The Mercer 2013 European Asset Allocation Study also found amid a general decrease in equity allocations as a whole, pension schemes have made significant progress in increasing allocations to emerging markets. Mercer says: “Emerging markets are now a staple part of many plans’ equity portfolios, reflecting the more favourable long-term growth outlook for these economies.”
Natixis says pension funds are including emerging markets in ‘new world’ investment strategies designed to deal with significant liability shortfalls. The asset manager’s survey found 83% of investors have identified the need to replace traditional diversification and portfolio construction techniques with new approaches to achieve results.
Hill says: “The long-term case for pension funds to invest in emerging worlds with a younger population is an entirely sensible way to address their own maturity. I regard this as an opportunity to invest at a less elevated price than we saw a year ago.”
Indeed, Wandsworth Council Pension Fund believes in emerging markets for accessing growth. Head of pensions, payment and support, Bob Claxton told portfolio institutional in April: “If you look at the demographic statistics about the population in China becoming industrialised and the number of people forecast to be born over the next 12 years and where they live – all of that is pointing towards economic growth, so ultimately our investment strategy should be pointing in that direction too. You do have short-term volatility, but the long-term trend is clear.”
Divergent opinions
Allocations to emerging market equities still remain low, however. The Mercer survey reveals that average allocations to emerging markets equities by European pension funds is just 5%; something Whiting believes is well short of a meaningful commitment. “We have UK pension funds that think they are punchy putting in 5% of their allocation but when you consider that emerging markets are 13% of MSCI world they are clearly underweight,” she says.
It is here that Hill and Whiting differ in their views. Hill says his clients are undeterred by the short-term stories coming from the emerging markets and are keen to plough on with allocations to the region. He also believes commitments will increase over time as investors become more comfortable.
“We are implementing a couple of emerging market equity investments right now. In a trustee meeting recently the participants were fully aware of what is going on and are still taking a five-year view that they want to have more into emerging market equities,” Hill says.
But Whiting is less convinced claiming pension funds are prone to pulling out of markets at the bottom. “Pension funds use very backward-looking models for allocation. A lot of them follow models that suggest a 3-4% allocation to emerging markets and that is because they are looking back on the performance and volatility of the last decade. It’s the nature of the beast; it’s what investors look at,” she says.

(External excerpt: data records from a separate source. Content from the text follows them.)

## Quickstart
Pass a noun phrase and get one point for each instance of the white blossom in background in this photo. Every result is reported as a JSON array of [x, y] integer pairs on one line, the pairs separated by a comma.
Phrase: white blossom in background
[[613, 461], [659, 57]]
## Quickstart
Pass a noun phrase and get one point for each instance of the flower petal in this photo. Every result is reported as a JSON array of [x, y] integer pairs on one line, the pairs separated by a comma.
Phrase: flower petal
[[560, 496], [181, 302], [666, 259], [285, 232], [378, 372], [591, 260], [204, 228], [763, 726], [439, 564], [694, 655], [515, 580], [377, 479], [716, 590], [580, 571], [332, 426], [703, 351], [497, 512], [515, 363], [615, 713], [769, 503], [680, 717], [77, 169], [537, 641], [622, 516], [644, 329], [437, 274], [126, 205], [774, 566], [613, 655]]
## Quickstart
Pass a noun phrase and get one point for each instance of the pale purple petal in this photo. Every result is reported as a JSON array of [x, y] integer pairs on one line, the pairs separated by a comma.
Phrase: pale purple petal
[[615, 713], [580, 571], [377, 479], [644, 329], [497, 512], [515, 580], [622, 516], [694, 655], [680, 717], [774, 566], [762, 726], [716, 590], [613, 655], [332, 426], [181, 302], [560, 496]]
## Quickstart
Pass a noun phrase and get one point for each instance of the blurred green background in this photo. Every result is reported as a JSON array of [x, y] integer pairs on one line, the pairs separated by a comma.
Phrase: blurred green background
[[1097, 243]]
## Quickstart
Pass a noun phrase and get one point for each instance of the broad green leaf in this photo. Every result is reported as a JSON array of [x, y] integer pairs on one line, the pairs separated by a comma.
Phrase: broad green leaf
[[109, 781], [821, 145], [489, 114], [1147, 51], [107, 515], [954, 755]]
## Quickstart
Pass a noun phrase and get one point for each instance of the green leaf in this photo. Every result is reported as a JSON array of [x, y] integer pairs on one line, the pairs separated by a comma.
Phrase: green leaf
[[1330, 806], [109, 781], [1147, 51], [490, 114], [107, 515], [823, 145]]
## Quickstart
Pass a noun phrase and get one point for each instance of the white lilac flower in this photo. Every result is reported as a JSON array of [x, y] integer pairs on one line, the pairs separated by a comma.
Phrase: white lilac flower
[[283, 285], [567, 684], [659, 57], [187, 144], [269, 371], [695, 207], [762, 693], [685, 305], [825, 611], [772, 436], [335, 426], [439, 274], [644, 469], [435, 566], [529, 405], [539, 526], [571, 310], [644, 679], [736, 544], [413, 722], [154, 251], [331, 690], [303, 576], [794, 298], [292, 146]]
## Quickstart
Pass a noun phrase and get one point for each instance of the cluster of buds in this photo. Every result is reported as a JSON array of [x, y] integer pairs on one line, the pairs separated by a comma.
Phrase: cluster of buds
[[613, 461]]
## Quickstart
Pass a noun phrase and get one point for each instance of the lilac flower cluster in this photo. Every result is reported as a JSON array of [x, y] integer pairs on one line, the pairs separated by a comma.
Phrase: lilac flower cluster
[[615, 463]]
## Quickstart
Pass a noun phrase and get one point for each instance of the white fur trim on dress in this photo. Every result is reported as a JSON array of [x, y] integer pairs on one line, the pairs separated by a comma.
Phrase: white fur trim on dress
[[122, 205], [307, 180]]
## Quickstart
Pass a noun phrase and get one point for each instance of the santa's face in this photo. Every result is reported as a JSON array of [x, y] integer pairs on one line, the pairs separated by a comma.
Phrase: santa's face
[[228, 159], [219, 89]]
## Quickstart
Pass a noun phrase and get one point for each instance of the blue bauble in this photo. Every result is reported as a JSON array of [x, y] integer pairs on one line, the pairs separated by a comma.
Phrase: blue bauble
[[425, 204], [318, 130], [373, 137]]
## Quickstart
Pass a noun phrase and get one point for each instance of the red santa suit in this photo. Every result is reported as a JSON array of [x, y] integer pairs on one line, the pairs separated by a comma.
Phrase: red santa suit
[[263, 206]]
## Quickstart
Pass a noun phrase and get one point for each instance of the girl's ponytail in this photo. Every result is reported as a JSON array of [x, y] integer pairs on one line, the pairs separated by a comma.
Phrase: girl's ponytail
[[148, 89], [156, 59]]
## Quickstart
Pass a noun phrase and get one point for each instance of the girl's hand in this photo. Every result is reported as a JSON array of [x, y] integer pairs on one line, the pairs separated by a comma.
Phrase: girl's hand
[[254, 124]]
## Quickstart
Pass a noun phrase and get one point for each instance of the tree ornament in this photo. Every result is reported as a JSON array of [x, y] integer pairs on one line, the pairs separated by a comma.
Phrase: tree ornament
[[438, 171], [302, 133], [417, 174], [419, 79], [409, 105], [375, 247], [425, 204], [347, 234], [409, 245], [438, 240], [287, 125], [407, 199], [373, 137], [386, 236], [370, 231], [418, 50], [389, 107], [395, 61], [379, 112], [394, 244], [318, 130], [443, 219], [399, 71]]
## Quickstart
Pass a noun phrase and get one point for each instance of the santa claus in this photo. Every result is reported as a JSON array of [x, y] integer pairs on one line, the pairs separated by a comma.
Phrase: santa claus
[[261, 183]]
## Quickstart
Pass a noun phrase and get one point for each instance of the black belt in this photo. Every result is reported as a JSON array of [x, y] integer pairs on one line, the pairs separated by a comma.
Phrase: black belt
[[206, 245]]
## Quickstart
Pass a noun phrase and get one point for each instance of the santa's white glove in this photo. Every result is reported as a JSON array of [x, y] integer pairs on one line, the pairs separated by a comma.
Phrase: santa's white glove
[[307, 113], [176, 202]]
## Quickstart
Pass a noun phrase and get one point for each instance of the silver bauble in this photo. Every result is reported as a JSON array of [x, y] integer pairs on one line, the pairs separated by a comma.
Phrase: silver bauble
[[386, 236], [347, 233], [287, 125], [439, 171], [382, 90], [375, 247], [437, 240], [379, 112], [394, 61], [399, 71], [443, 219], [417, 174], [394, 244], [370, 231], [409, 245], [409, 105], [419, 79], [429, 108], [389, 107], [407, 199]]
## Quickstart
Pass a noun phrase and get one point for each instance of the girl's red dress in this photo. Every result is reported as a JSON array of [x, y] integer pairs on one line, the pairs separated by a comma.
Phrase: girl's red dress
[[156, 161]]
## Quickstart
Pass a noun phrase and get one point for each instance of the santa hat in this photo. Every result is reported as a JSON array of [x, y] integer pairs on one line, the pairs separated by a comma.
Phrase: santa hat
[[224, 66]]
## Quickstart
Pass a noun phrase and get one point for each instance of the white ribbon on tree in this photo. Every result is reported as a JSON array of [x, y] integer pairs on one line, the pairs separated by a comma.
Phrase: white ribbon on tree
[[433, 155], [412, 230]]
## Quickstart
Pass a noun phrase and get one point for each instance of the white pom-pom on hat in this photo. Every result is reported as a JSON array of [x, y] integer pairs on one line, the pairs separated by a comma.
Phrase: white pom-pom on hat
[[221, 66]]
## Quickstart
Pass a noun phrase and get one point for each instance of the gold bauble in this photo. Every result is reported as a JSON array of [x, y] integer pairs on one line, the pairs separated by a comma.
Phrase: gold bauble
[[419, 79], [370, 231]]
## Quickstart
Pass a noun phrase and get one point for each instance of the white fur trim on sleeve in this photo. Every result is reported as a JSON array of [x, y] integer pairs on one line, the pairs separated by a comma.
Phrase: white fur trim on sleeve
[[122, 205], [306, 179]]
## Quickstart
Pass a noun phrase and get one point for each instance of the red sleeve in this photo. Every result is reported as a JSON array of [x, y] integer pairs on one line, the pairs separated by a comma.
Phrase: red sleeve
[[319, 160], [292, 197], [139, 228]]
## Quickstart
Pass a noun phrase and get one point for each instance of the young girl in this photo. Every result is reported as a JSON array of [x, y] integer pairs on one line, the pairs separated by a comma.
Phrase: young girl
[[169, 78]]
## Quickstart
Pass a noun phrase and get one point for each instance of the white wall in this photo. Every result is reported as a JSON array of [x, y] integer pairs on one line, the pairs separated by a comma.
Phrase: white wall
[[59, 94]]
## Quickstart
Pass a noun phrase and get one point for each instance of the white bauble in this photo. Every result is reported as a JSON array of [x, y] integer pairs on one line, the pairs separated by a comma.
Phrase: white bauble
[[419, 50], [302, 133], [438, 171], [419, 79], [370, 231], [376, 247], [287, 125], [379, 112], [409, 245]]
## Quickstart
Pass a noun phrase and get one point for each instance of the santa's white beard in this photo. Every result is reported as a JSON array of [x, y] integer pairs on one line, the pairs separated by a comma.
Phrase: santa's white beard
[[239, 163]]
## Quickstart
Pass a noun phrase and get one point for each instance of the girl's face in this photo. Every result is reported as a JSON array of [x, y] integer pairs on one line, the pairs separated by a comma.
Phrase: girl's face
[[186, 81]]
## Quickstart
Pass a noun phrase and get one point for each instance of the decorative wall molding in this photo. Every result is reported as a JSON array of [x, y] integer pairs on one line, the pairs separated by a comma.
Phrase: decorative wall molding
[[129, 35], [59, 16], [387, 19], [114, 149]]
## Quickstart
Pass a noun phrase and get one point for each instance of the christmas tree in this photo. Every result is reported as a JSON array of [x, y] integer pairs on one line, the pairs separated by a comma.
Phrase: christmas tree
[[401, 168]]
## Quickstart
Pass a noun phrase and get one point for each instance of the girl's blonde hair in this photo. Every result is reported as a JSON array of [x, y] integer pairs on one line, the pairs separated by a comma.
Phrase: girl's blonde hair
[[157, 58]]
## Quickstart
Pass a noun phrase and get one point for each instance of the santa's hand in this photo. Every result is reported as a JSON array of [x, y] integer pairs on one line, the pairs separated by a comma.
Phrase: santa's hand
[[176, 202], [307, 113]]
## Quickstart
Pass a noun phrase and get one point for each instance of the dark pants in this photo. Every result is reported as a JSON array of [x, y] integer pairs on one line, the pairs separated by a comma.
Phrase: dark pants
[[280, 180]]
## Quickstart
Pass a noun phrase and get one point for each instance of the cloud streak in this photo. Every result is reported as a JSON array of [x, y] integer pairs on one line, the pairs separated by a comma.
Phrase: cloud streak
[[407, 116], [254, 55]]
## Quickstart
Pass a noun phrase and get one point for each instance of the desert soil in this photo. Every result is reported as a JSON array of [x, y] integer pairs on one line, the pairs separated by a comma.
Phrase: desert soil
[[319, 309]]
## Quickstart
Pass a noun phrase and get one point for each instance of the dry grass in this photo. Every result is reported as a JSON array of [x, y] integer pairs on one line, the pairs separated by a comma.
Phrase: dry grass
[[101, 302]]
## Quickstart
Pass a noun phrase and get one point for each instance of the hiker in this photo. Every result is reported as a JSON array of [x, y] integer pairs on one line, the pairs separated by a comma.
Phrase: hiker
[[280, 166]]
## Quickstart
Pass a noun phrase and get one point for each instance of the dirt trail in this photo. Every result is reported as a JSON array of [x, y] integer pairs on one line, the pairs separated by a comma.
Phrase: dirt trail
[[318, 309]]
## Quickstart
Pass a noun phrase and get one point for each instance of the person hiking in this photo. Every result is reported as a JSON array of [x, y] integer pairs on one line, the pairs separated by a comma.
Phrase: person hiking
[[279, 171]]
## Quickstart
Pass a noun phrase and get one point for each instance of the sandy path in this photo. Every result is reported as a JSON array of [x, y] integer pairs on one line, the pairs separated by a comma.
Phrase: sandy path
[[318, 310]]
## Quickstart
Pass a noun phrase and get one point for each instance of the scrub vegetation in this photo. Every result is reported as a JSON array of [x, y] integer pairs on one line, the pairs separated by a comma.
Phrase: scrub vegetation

The frustration for Whiting is just how vast and diversified the emerging market universe is – there are more than one thousand stocks available to the JP Morgan team – and the scope continues to grow. In mid-June MSCI announced the addition of the United Arab Emirates, Greece and Qatar to the emerging market index and there is talk of Chinese A shares also joining the group.
“We have to try to encourage people to look through the short-term noise and recognise the development, growth and expansion we are seeing across the emerging markets. There is a lot of positive news to look towards but it’s getting that message across,” Whiting says.
The emerging markets are unpredictable but for investors willing to bare such volatility the long-term spoils are clear. Commentators believe the future is still bright and now is not the time to panic. “The emerging markets have young, growing populations with the possibility of increasing consumerisation and capital markets which generate superior returns to investors,” says Hill.